Thanks Mike and Dave: what is a soft stop?


----------



## Andre (Jul 22, 2014)

Transformer said:


> Thanks Mike and Dave: what is a soft stop?



A soft stop is an indicator on the ways, here is a Toms Techniques video on the subject (he is a fellow member here, although dismissed)

https://www.youtube.com/watch?v=Uyj3UO9s5Fw&list=UUqR9wRW2JYXOlpqiN8C0dIg


----------



## zmotorsports (Jul 22, 2014)

Andre is correct.  A softstop is merely a dial indicator that you run up to a predetermined reading.  Much different than a hardstop as you can power up to a  softstop, I do NOT recommend ever power feeding up to a hardstop.

Mike.


----------



## chuckorlando (Jul 22, 2014)

Is it not proper/acceptable practice to drill as large of a starter hole as you can? Heck of alot faster to drill out then to bore almost 2" at .010 at a time.


----------



## Fabrickator (Jul 22, 2014)

*"Is it not proper/acceptable practice to drill as large of a starter hole as you can? Heck of alot faster to drill out then to bore almost 2" at .010 at a time"*

My G0602 won't drive a drill that large w/o a lot of chatter and very large drills are very expensive.

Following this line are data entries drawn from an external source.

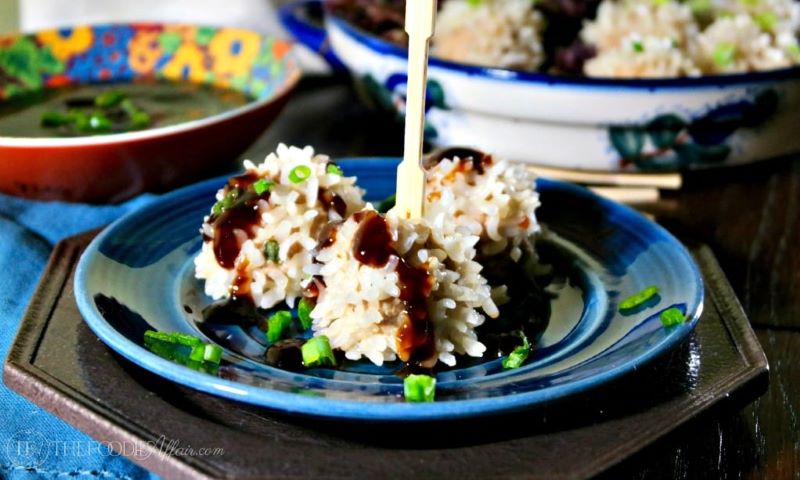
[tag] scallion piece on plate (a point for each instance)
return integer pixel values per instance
(387, 203)
(317, 352)
(304, 312)
(184, 349)
(334, 169)
(262, 185)
(518, 356)
(671, 316)
(272, 251)
(724, 54)
(419, 388)
(300, 174)
(278, 325)
(639, 299)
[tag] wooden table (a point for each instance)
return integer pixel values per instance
(749, 216)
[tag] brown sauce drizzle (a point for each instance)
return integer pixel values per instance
(373, 246)
(468, 156)
(332, 201)
(242, 215)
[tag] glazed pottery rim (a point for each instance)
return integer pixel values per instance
(290, 80)
(384, 47)
(351, 410)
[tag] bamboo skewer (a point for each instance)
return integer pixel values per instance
(665, 181)
(420, 16)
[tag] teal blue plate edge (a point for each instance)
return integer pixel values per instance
(294, 403)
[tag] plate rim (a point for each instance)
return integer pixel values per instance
(359, 410)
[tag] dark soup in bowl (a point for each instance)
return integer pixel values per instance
(97, 109)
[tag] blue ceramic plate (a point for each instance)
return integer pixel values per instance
(137, 275)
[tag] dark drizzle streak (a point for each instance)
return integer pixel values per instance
(332, 201)
(373, 246)
(478, 160)
(242, 215)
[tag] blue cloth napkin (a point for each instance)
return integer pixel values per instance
(34, 443)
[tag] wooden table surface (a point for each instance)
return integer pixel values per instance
(749, 217)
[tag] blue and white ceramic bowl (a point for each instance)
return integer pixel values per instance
(138, 275)
(597, 124)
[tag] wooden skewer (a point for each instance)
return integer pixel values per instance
(420, 16)
(629, 195)
(665, 181)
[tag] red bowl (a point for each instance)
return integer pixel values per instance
(118, 166)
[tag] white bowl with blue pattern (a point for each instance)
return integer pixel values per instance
(576, 122)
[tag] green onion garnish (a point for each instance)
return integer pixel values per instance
(387, 203)
(99, 122)
(671, 316)
(700, 8)
(299, 174)
(419, 388)
(317, 352)
(140, 120)
(109, 99)
(518, 356)
(766, 20)
(724, 54)
(184, 349)
(304, 313)
(334, 169)
(639, 299)
(262, 185)
(272, 251)
(794, 50)
(227, 202)
(278, 325)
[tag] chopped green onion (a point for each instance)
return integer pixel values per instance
(518, 356)
(278, 325)
(272, 251)
(419, 388)
(304, 312)
(766, 20)
(299, 174)
(109, 99)
(334, 169)
(128, 107)
(794, 51)
(262, 185)
(184, 349)
(227, 202)
(671, 316)
(387, 203)
(99, 122)
(317, 352)
(639, 299)
(724, 54)
(700, 8)
(140, 120)
(55, 119)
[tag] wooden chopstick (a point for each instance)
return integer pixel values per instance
(629, 195)
(665, 181)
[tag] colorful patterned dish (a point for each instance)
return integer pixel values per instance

Depending on what it's for and the desired wall thickness, I would take a look at getting some tubing that is closer to the inside dimension when possible, the outside dimension is easier to deal with.  It sounds like a cylinder to me.  McMaster-Carr sells ductile iron tubing in short lengths (12") that work great for a cylinder.


----------



## JimDawson (Jul 22, 2014)

chuckorlando said:


> Is it not proper/acceptable practice to drill as large of a starter hole as you can? Heck of alot faster to drill out then to bore almost 2" at .010 at a time.

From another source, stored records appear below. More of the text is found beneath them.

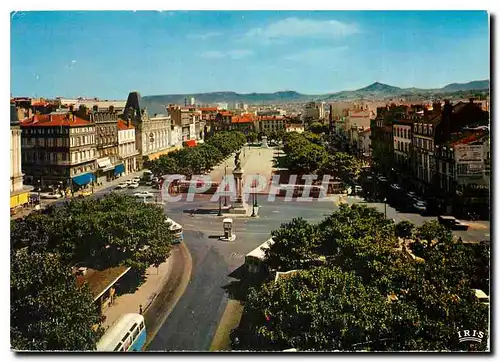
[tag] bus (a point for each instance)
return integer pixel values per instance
(127, 334)
(176, 229)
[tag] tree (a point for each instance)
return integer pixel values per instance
(102, 233)
(318, 128)
(48, 310)
(252, 137)
(320, 309)
(294, 245)
(404, 229)
(343, 166)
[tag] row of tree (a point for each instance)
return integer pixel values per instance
(199, 159)
(356, 288)
(48, 309)
(276, 136)
(306, 154)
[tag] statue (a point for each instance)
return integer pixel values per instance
(237, 162)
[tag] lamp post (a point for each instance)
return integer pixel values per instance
(225, 175)
(253, 207)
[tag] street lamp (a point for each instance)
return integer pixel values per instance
(220, 207)
(225, 175)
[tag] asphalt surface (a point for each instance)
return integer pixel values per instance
(192, 323)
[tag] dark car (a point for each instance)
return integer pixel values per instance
(452, 223)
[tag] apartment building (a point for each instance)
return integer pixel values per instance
(58, 150)
(270, 124)
(19, 193)
(109, 164)
(127, 149)
(151, 133)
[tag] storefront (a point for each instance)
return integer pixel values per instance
(83, 180)
(119, 170)
(105, 171)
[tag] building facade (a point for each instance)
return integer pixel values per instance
(109, 164)
(59, 151)
(19, 193)
(126, 147)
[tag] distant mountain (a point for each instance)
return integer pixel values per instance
(474, 85)
(157, 103)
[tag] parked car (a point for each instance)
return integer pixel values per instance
(144, 194)
(420, 206)
(396, 187)
(452, 223)
(50, 195)
(481, 296)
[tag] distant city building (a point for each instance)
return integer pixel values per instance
(19, 194)
(109, 164)
(151, 134)
(59, 149)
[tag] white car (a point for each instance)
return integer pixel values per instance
(50, 195)
(144, 194)
(420, 206)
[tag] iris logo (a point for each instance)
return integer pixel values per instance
(470, 336)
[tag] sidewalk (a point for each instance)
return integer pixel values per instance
(144, 296)
(46, 202)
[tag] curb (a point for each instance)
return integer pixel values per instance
(177, 294)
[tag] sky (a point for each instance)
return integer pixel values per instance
(107, 54)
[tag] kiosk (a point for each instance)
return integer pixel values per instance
(228, 230)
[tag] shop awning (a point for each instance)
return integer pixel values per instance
(119, 169)
(105, 164)
(84, 179)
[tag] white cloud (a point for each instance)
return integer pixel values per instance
(313, 55)
(233, 54)
(213, 54)
(294, 27)
(239, 53)
(203, 36)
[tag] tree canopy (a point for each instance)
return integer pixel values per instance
(199, 159)
(371, 294)
(48, 310)
(111, 231)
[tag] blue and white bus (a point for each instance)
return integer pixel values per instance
(176, 229)
(127, 334)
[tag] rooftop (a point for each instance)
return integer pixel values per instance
(54, 120)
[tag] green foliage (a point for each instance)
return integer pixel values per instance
(301, 155)
(115, 230)
(343, 166)
(294, 245)
(48, 310)
(404, 229)
(318, 128)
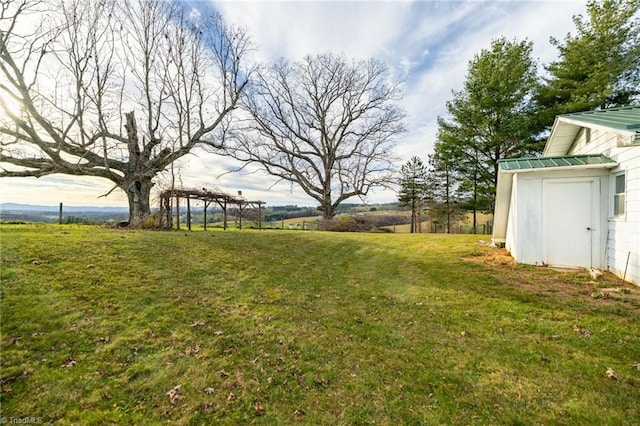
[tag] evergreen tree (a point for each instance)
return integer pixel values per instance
(493, 117)
(442, 183)
(413, 189)
(599, 67)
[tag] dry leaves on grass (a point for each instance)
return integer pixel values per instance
(582, 331)
(173, 394)
(69, 362)
(258, 407)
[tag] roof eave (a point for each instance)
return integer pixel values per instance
(562, 168)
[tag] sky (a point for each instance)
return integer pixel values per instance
(428, 44)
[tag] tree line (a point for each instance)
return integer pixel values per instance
(121, 90)
(506, 107)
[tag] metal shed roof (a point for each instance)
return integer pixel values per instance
(520, 164)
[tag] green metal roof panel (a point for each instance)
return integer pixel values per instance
(512, 164)
(623, 118)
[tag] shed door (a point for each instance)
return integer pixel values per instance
(569, 219)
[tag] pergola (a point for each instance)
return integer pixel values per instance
(208, 197)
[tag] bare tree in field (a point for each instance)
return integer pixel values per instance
(325, 124)
(117, 90)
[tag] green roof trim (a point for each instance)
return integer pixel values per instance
(622, 118)
(516, 164)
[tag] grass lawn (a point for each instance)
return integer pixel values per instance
(284, 327)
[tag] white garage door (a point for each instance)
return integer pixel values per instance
(570, 213)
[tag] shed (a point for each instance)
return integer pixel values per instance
(577, 206)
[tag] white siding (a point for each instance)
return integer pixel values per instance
(525, 238)
(623, 236)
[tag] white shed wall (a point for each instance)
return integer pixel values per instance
(623, 236)
(526, 236)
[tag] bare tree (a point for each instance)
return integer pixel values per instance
(75, 74)
(324, 124)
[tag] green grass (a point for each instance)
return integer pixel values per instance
(279, 327)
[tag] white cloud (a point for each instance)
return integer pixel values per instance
(427, 43)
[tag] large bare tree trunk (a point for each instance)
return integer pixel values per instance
(139, 195)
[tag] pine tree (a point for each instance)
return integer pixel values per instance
(413, 189)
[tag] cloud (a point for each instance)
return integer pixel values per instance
(428, 44)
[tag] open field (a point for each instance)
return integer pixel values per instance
(282, 327)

I would say generally yes, that's the way I have always done it.  A blind hole requires cleanup in the the bottom if it needs to be flat, but I think that the time to clean up the bottom would be less than boring a little at a time.

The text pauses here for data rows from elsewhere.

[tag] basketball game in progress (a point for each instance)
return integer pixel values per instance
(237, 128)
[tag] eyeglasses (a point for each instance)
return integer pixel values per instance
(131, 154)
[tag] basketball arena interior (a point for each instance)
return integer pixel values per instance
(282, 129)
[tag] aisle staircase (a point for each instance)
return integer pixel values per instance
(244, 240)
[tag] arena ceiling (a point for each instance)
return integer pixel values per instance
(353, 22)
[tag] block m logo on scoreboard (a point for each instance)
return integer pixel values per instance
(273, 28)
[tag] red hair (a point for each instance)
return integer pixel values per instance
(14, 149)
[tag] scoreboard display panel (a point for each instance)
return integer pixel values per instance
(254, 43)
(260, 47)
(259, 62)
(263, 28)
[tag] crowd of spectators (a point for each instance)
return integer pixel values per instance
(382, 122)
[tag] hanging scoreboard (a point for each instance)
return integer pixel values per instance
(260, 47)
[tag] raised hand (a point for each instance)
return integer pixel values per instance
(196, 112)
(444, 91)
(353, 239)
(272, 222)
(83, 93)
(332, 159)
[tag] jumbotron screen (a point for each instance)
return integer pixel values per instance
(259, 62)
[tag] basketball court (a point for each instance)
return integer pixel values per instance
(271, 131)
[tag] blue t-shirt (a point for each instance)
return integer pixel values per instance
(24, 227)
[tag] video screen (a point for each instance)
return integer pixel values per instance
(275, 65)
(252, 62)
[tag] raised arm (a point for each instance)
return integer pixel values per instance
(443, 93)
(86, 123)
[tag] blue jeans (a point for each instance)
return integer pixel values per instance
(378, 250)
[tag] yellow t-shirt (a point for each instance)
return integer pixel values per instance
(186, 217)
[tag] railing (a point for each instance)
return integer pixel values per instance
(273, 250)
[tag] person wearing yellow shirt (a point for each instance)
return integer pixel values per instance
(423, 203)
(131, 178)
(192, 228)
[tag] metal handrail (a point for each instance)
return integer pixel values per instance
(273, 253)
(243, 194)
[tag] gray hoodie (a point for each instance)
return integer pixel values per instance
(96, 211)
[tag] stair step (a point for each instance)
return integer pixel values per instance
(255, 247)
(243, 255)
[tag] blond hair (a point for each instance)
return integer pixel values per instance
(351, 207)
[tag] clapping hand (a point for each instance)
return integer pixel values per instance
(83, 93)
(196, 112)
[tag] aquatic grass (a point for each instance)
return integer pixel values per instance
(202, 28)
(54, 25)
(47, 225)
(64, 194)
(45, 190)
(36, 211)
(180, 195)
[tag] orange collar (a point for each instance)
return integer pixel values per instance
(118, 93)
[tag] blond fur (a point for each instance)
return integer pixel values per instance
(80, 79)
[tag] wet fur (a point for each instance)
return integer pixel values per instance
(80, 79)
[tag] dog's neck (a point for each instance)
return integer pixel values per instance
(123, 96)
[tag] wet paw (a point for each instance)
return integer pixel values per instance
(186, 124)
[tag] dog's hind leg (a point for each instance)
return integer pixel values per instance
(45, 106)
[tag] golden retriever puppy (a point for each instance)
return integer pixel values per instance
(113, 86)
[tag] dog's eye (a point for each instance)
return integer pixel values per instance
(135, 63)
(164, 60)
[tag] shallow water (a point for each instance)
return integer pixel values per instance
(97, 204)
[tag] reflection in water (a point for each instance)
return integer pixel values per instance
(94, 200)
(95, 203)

I read somewhere that drilling is the most efficient method of metal removal.


----------



## chuckorlando (Jul 22, 2014)

Oh I dont mean drill a 2in hole. I just mean use as large as you can to start. This is how I try to do it even on my 9x20. I mean if you can step up from a center drill to a 3/4 or what ever, in steps, thats just less to bore. I'm asking more then stating.


----------



## zmotorsports (Jul 22, 2014)

That is what I have always done.  If for example I need a perfect 1" hole, I will bore to either just over 5/8" or 3/4" diameter (depending on OD of part as well) and then use either a 5/8" or 3/4" boring bar to take it to size.  

I generally don't use much over 7/8" drill bits anyways, I prefer to take out as much metal with drill bits up to around the 5/8"-7/8" and over that boring comes into play.

Mike.


----------